Она покачала головой.

— Нет, я — тысячелетняя старуха. — На её губах заиграла добрая мечтательная улыбка. — Я бы тоже хотела путешествовать. Просто идти за солнцем, не думая о том, куда завтра приведёт меня дорога.

— Кочевая жизнь утомительна, поверь мне, — мягко сказала я. — И через некоторое время начинает казаться, что каждый новый край ничем не отличается от предыдущего.

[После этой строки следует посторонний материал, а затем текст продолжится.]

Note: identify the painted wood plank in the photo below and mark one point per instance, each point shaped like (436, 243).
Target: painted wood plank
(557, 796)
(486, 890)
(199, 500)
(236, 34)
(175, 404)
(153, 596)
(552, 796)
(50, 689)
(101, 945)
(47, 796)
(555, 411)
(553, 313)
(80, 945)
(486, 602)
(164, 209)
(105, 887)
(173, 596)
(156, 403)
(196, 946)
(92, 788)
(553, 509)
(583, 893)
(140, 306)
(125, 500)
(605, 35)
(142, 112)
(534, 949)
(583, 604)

Она с сомнением посмотрела на меня.

— Поверь мне. Я знаю, что говорю.

Вообще-то я лукавила. Каждый край самобытен, и возвращение в город, в котором ты жил когда-то, сродни возвращению в дом старого друга. А вот люди обезличиваются — одни и те же лица в городах, за тысячи километров друг от друга, одни и те же выражения. Пустые враждебные взгляды чиновников, любопытные взгляды крестьян, скучные скользящие взгляды туристов. Одни и те же влюблённые, матери, нищие, калеки, торговцы, поклонники бега трусцой, дети, полицейские, таксисты, зазывалы. И через некоторое время тебя начинает мучить паранойя — кажется, будто все эти люди тайком следуют за тобой из города в город, в другой одежде, в другом обличье, но по существу те же самые люди. Занимаются своей рутиной, а сами косятся на нас, чужаков, незваных пришельцев. На первых порах тебя распирает чувство превосходства. Мы — раса избранных, путешественники. Ведь мы видели и испытали гораздо больше, чем они, довольствующиеся монотонным существованием: сон — работа — сон, возделыванием своих аккуратных садиков, своими одинаковыми загородными коттеджами и жалкими мечтами. Мы их за это даже чуть-чуть презираем. А потом приходит зависть. Поначалу мы посмеиваемся над собой. Что-то кольнуло вдруг и почти сразу исчезло при виде женщины в парке, склонившейся над малышом в коляске; лица обоих озарены, но не лучами солнца. Потом зависть даёт о себе знать второй раз, третий — двое влюблённых идут по набережной, держась за руки; вот молодые сотрудницы некой фирмы о чём-то весело смеются за столиком, подкрепляясь в обед кофе с круассанами… — и вскоре поселяется в душе ноющей болью. Нет, каждый уголок на земле, куда б ни завели тебя скитания, как был самобытным, так и остаётся. Это сердце через некоторое время начинает разъедать ржа. Смотришь утром на себя в гостиничное зеркало, а твоё лицо будто помутнело, затёрлось от множества вот таких случайных взглядов. К десяти часам простыни будут выстираны, ковёр вычищен. Странствуя, мы регистрируемся в гостиницах под разными именами. Идём по жизни, не оставляя следов, не отбрасывая тени. Как привидения.